Он резко остановил поток мечтательных, восторженных мыслей. Музыка — потом. Сейчас — начинать с другого. А тогда уже и идти — пусть даже медленно, но точно и верно! — к тому, без чего все равно не сможешь жить. И как бы долог и труден ни был этот путь — надо пройти его...
В отделе кадров Виктор Дмитриевич получил копию приказа о зачислении на работу — слесарем технической части.
К работе он обязан был приступить с завтрашнего дня. Все необходимые хозяйственные дела сделаны еще накануне — перед выпиской: получены на складе и отнесены в свою комнату постельное белье, кровать, тумбочка, старенький столик и пара стульев.
Сдав коменданту паспорт на прописку, он оказался свободным. Чем же занять время?..
Не успел он решить этот вопрос, как у выхода из конторы встретился с тетей Феней. Она с шутливым недовольством сказала:
— Ишь, выписался, и уж знать не хочет нас. Я пошла встречать его на выписной пункт, а он оделся — и был таков... Нет, теперь не сбежите!
Они вышли в парк. Тетя Феня, без халата, в темном пальто, казалась выше. Она передала маленький сверточек:
— Специально для холостяка. Шторки из марли— на окна и на кровать. И скатерка на тумбочку... Скатерка — не от меня... Ну, да это все равно... от друзей...
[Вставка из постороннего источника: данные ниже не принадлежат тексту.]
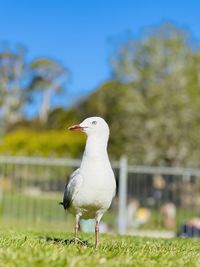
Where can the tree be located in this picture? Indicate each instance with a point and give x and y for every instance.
(153, 103)
(13, 84)
(49, 78)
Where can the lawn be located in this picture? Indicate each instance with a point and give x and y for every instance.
(31, 248)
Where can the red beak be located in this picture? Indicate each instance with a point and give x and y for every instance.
(75, 128)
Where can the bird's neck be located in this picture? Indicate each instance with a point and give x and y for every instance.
(96, 148)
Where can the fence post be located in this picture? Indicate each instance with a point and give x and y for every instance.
(122, 215)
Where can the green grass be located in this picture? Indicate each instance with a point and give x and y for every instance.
(31, 249)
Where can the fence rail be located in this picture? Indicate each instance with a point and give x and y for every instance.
(30, 189)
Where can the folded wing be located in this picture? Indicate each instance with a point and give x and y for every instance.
(71, 188)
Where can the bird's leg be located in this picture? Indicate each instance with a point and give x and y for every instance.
(76, 227)
(97, 234)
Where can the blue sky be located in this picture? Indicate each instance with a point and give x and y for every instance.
(76, 32)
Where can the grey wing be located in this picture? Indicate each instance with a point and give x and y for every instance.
(71, 188)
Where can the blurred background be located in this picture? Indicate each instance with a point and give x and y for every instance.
(134, 63)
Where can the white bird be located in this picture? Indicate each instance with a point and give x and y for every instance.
(90, 189)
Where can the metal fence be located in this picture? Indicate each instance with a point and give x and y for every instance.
(147, 197)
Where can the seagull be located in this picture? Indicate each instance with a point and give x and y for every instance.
(90, 189)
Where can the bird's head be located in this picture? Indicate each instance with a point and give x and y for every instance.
(93, 126)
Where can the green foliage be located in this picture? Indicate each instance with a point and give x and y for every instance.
(31, 249)
(46, 143)
(153, 105)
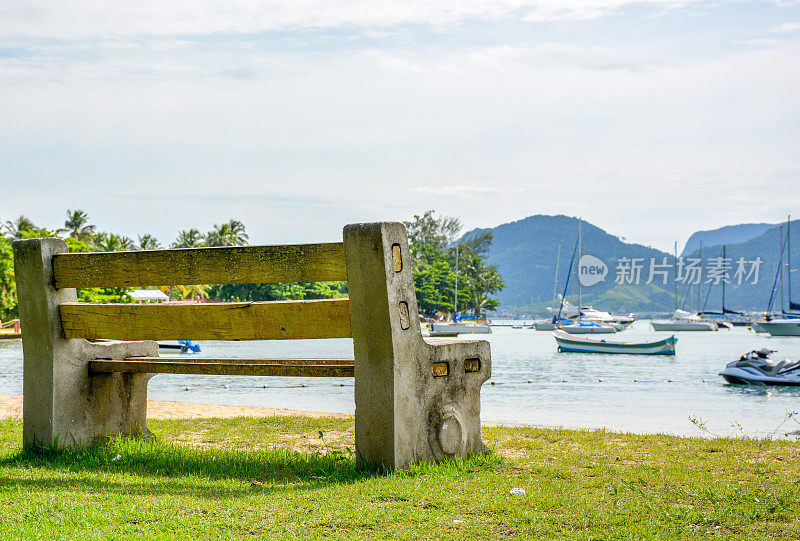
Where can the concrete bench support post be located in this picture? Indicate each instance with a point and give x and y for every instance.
(416, 400)
(63, 404)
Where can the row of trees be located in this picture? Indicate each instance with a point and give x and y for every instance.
(78, 228)
(438, 261)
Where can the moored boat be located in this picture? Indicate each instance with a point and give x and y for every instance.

У Виктора Дмитриевича был сейчас растерянно счастливый и немного смешной вид. Тетя Феня рассмеялась, обняла и поцеловала его в щеку:
— Чудак вы, чудак, ей-богу. Будьте только всегда вот таким хорошим...
Она сказала, что потом зайдет — принесет ему деньги на расходы. Алексей Тихонович отдал ей на первое время оставшиеся от покупок деньги Новикова, чтобы она помогла ему разумно распорядиться ими.
Все оказалось проще, лучше и радостнее, чем рисовал себе Виктор Дмитриевич, проведя перед выпиской несколько бессонных ночей и пытаясь представить свой первый день после выхода из больницы.
И все-таки, несмотря на всю радость, он ощущал, что чего-то ему не хватает. Он понял — необходимо увидеть Лелю. Она дежурит сегодня.
Он решился пойти к ней. Ничего предосудительного в этом нет. Заходят же больные в приемный покой — попрощаться.
Дверь приемного покоя была загорожена лестницей. На верхней ступеньке сидел Коля Петров, зачищая концы звонковых проводов.